その名前を口にするだけで幸せになれそうな、あこがれの人。カルトーラ。
その人の生前の歌う姿を収めたDVDが発注から数ヶ月して、手元に届き、観た。
モノクロの陰影の濃い画面に映し出されるカルトーラの弾き語り。
貧しいながらもリオ・デ・ジャネイロの裏山マンゲイラで好きな歌を歌い、仲間達とエスコーラ・デ・サンバ(サンバ学校であり、サンバ共同体)を作り、近隣のエスコーラ・デ・サンバと競い合うカーニバルを生み出した立役者。
ゲットー化した後、一線を退いたけれども、返り咲き、マンゲイラのために活動を続け、マンゲイラの地で眠りについた。
収められた映像は初のメイン・レコーディングを終えたプロモーション用に撮られたものという。
時は軍事政権下、カルトーラはいつも歌で人生を語る。
「人生は風車」
よくお聞き。
気をつけるんだよ。人生は風車。
君の夢を細かく、細かくすり潰す。
幻想を粉々にしてしまう。
よくお聞き。
死んだ者が遺すのは、シニズムだけ。君がいるのは、深い淵のへり。
君自身の足が掘る、淵のへり。
「沈黙のバラ」
僕はバラに語りかける。
だがもちろん、バラは黙ったまま。
バラはただ、君から盗んだ香りをまき散らすだけ。僕の瞳に映る悲しみを、
君に見せたかった。
僕の夢を、君もまた見てくれるだろうか。
「愛するマンゲイラ」
緑は青空と同じで希望を
白は水のしずくに似て出逢いの喜び
頬が染まった赤色は私の好きな色そして黒は悲しみの色
カーニヴァルの終わりのあの悲しみ
そう、黒はこの世の人生全ての悲しみの色
「日は昇る」
微笑んで生きていたい。
涙にくれて、青春を失ってしまったから。
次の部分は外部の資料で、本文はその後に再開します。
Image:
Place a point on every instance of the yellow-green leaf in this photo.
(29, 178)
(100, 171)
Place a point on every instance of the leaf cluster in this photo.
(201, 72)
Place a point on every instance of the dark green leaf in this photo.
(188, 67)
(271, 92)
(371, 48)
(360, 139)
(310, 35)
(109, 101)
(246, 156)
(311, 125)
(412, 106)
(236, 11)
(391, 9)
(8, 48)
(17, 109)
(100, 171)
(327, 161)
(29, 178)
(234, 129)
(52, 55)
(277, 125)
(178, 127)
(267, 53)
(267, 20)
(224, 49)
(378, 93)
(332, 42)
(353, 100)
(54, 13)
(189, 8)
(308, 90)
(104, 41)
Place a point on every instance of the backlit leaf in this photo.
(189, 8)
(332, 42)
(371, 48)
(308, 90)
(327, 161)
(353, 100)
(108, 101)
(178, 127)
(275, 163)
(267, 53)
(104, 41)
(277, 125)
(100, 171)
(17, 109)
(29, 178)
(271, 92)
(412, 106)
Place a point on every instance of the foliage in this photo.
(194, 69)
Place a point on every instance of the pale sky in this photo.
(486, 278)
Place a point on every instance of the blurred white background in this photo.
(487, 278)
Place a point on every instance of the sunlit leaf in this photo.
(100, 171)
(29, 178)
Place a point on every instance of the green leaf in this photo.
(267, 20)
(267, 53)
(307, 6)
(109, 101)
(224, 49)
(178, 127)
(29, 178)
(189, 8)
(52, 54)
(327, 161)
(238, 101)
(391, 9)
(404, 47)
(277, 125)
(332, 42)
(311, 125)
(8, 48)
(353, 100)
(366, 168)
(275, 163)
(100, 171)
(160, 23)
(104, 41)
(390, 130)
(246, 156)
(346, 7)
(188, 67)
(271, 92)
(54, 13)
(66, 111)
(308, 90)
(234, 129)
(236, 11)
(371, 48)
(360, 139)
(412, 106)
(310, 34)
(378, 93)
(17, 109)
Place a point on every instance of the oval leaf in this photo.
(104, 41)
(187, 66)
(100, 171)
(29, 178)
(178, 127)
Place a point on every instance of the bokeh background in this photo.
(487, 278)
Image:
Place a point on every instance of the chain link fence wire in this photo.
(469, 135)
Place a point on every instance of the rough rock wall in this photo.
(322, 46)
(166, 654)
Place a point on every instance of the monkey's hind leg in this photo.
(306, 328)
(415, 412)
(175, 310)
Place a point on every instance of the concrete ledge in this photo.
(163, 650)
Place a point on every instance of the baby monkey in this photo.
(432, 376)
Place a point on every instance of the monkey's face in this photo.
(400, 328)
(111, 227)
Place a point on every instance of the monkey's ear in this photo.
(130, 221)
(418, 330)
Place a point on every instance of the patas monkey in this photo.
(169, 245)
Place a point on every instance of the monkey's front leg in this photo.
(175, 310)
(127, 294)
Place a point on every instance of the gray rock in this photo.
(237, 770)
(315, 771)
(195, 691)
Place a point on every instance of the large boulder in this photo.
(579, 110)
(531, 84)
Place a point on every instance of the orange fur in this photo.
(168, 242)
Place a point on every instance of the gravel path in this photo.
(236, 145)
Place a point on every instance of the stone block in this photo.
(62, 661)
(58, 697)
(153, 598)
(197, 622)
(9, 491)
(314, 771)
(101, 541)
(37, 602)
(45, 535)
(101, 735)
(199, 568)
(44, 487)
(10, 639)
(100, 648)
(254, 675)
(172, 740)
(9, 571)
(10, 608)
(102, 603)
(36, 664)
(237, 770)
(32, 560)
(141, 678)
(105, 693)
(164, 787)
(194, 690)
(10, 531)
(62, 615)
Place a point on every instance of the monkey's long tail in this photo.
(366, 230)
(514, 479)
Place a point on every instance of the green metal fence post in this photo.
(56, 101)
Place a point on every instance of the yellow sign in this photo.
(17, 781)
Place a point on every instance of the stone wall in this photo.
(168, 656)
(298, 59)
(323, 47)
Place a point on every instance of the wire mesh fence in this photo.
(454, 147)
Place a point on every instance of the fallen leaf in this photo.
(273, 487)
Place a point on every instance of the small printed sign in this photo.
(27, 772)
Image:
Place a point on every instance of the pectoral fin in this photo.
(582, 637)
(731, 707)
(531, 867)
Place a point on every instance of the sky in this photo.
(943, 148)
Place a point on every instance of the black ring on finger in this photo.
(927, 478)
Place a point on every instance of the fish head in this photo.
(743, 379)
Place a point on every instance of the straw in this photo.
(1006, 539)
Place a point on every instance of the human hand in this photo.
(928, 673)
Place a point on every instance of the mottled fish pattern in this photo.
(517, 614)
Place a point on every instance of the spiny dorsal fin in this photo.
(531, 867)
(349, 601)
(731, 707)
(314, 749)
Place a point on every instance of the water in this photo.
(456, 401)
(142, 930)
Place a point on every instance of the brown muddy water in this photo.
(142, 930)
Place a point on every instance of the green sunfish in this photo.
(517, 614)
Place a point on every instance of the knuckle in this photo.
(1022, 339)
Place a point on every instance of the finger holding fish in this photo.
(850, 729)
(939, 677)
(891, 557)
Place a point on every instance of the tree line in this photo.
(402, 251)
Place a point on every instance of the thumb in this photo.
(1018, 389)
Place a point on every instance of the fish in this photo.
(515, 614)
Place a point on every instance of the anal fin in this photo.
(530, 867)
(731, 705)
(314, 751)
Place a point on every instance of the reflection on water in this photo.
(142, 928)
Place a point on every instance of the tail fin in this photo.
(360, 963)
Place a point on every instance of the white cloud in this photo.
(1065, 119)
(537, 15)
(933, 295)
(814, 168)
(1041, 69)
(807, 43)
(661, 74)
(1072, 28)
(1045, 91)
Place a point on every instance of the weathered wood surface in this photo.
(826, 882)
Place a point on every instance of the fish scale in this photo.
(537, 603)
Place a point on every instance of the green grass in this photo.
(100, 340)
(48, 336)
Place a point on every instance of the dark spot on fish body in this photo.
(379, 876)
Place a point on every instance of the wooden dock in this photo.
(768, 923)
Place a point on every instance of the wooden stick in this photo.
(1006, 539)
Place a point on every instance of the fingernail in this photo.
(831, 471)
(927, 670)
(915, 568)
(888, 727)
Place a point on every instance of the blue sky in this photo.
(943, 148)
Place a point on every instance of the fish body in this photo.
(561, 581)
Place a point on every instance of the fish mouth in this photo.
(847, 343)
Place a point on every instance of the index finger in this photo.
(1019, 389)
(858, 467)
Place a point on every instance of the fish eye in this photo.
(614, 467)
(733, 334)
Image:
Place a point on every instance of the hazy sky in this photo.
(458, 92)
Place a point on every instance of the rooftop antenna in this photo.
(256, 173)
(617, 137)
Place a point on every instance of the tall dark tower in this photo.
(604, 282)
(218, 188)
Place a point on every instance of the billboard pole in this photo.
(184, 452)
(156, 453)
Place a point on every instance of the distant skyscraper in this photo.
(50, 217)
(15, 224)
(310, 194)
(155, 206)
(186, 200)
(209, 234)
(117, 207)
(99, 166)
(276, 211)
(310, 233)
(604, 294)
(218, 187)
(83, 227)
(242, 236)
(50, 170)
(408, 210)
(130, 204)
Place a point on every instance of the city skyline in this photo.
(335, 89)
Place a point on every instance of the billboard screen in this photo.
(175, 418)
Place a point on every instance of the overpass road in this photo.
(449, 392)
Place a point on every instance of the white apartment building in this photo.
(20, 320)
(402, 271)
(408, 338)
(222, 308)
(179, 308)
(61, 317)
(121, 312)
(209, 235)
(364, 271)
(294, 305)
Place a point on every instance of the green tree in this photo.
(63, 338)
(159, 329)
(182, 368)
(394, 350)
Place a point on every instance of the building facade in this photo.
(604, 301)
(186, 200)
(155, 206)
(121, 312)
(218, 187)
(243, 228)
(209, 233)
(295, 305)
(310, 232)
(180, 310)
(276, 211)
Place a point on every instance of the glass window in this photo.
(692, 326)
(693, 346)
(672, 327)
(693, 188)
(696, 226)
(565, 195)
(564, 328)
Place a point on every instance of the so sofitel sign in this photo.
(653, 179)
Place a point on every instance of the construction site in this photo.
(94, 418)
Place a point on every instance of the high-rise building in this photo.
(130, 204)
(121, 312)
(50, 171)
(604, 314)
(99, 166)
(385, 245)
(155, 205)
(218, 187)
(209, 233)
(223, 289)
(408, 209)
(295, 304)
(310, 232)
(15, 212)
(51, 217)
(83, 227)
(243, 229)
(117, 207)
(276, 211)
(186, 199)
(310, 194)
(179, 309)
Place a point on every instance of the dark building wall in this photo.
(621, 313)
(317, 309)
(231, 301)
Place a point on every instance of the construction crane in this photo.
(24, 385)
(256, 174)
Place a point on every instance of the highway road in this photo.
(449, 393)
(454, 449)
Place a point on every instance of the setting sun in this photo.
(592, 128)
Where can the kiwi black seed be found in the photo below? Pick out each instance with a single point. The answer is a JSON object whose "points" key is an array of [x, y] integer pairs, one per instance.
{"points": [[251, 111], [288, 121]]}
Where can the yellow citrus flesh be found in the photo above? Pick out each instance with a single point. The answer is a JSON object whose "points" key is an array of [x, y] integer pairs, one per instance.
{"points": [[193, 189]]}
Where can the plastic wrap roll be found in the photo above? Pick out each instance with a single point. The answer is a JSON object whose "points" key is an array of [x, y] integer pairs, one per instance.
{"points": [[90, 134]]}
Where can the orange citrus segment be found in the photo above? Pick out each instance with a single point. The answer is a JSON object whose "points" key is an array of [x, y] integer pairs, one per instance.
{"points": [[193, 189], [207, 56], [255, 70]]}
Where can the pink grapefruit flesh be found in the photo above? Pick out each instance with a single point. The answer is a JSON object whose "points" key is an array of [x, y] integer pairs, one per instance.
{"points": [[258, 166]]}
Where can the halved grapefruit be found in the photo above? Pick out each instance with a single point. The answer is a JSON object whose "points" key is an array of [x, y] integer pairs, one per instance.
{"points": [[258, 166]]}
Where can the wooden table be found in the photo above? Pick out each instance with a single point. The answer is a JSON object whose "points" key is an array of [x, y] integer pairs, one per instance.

嵐が終われば、日はまた昇る。
この想い出が消えたら、誰かまた、愛する人を見つけよう。
陳腐だから、愛。
それすら出来ない者がホラを吹く。
映画「シティ・オブ・ゴッド」ではカルトーラの曲をバックにストリートチルドレンが殺し合いを繰り広げるのですが。